🦋 Capítulo 1

1.7K 187 132
                                    

Eris.

Un año después.

Abroché el enganche de mi sujetador y me levanté cuidadosamente de la cama para no despertar al chico que dormía desnudo en el lado contrario. Me enfundé los pantalones vaqueros al mismo tiempo que me fijaba en la hora que era en el despertador que descansaba sobre la mesilla de noche que había junto al cabecero: eran las seis de la mañana.

Era lunes y, aunque no me había contado nada de su vida, podía darse el caso de que estudiase o trabajase, así que debía marcharme antes de que se despertase.

Terminé de ponerme la camisa y amarré los botones más bajos. Acto seguido me eché el bolso al hombro, cogí la chaqueta que estaba esparcida por el suelo junto con mis calcetines. Lo único que me faltaba eran las zapatillas, pero el problema era que solo había encontrado una de ellas. ¿Dónde carajos estaba la otra?
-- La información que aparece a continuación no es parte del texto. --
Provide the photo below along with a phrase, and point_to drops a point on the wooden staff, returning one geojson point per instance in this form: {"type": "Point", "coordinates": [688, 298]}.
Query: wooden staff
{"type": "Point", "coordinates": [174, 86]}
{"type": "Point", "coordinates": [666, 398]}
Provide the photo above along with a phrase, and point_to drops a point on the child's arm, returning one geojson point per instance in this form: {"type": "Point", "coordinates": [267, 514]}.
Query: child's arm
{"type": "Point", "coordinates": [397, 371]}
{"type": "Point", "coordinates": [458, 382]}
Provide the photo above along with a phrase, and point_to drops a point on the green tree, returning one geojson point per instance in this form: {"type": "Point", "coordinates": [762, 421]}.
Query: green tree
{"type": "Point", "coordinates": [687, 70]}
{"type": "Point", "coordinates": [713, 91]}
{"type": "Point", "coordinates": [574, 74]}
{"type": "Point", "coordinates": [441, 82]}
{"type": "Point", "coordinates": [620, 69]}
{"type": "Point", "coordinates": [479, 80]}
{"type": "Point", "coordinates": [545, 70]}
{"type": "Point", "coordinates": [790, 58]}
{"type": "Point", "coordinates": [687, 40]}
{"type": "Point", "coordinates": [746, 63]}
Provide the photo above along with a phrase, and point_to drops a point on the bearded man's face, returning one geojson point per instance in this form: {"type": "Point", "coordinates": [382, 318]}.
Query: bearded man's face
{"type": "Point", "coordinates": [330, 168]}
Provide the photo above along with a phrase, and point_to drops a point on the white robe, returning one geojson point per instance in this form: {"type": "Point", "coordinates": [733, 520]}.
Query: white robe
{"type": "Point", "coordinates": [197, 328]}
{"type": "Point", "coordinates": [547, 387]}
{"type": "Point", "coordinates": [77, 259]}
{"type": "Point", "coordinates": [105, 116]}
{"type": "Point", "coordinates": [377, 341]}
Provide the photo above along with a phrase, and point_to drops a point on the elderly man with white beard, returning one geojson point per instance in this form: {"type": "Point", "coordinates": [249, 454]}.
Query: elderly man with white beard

Me tumbé y miré debajo de la cama, lo que provocó que mis ojos se abrieran de par en par y la respiración se me quedase atascada en la tráquea.

«Mierda», maldije.

El San Bernardo que tenía el tipo como mascota estaba ahí abajo mordisqueando y babeando la punta de mis preciadas zapatillas de tela, lo estaba disfrutando y lo peor era que me miraba mientras lo hacía.

—Suelta... eso —ordené en un susurro.

No me hizo ni puñetero caso y mi cara era un cuadro, mantenía los labios apretados en una línea fina, los orificios nasales abiertos y mi dedo índice y pulgar juntos como gesto de poca paciencia. Cogí una bocanada de aire y la expulsé con tranquilidad, me guardé los calcetines en uno de los bolsillos traseros de mis pantalones y me arrastré cual serpiente sigilosa hacia el perro con el brazo extendido, lista para arrebatarle lo que por derecho me pertenecía.

—Devuélveme mi zapa, saco de pulgas —murmuré y enganché el calzado.

Aquello no le hizo ni pizca de gracia y comenzó a gruñir a la par que me mostraba sus blancos dientes. El hocico fruncido le quitaba la inocencia del rostro y le daba un aire de bestia despiadada.

—A mí no me gruñas. ¡Suelta!

El sabueso reforzó el agarre y fue arrastrándose hacia atrás hasta que logró que mi mano se desenganchara de su nuevo juguete. Estaba a nada de escabullirse por el otro lado, pero yo no estaba por la labor de rendirme tan fácilmente y me levanté para ponerme a cuatro patas e ir tras él con mayor rapidez, no obstante, mi perspectiva del espacio que tenía falló y me di un buen golpetazo en la cabeza con la estructura de hierro de la cama.

—Su pu... madre —dije apretándome la zona afectada con las manos.

Me mantuve unos instantes tirada en el suelo, agarrándome la cabeza, párpados y dientes apretados, y un dolor que iba disminuyendo latiéndome en la coronilla. Abrí los ojos y mi expresión facial debía de asemejarse mucho a la de una psicópata al borde de pasar por un brote psicótico.

«Respira, calma. Tú respira».

Me relamí los labios y salí de debajo de la cama. Una vez fuera, me incorporé hasta quedar de rodillas y me asomé por el borde del colchón para asegurarme de que el chico seguía plácidamente dormido. Y así era, estaba roque, su pecho desnudo subía y bajaba en completa armonía. Fui analizando su fuerte complexión, detallando sus músculos con la mirada hasta llegar a su pelvis ligeramente cubierta por las sábanas y...

«La zapatilla».

—La zapatilla, sí.

Salí de mi ensoñación, me puse en pie y salí de la habitación de puntillas en busca del perro gigantesco que había decidido tocarme los ovarios desde bien temprano. Cuando estuve en el pasillo, vi al San Bernardo de pie justo enfrente de la entrada con aquello que tanto deseaba recuperar en la boca; era como si me estuviese desafiando el muy perro, nunca mejor dicho.